Research Support and Conflicts of Interest
The study was funded by several grants from the National Institutes of Health, including R21 AG065868, P01 AG062413, R01 AG 076515, R01 DK128552, R01 AG055529, R37 AG13925, and R33 AG61456. Co-authors include Joshua Farr, Ph.D., Elizabeth Atkinson, Sara Achenbach, Tammie Volkman, Amanda Tweed, Stephanie Vos, Ming Ruan, Jad Sfeir, M.D., Matthew Drake, M.D., Ph.D., Dominik Saul, M.D., Madison Doolittle, Ph.D., Irina Bancos, M.D., Kai Yu, M.D., Tamara Tchkonia, Ph.D., Nathan LeBrasseur, Ph.D., James Kirkland, M.D., Ph.D., and David Monroe, Ph.D.
It is worth noting that Drs.

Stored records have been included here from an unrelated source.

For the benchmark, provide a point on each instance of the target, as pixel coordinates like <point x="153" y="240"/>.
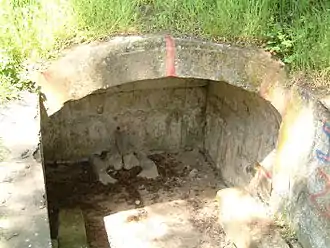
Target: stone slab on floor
<point x="72" y="232"/>
<point x="246" y="221"/>
<point x="161" y="225"/>
<point x="23" y="211"/>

LeBrasseur, Tchkonia, and Kirkland have financial interests related to this research, including Mayo Clinic patents and pending patents on senolytic drugs and their uses. The other authors declared no competing interests.
As this research progresses, it holds promise for more effective and personalized treatments targeting age-related conditions and chronic diseases, potentially enhancing the health and quality of life for older adults.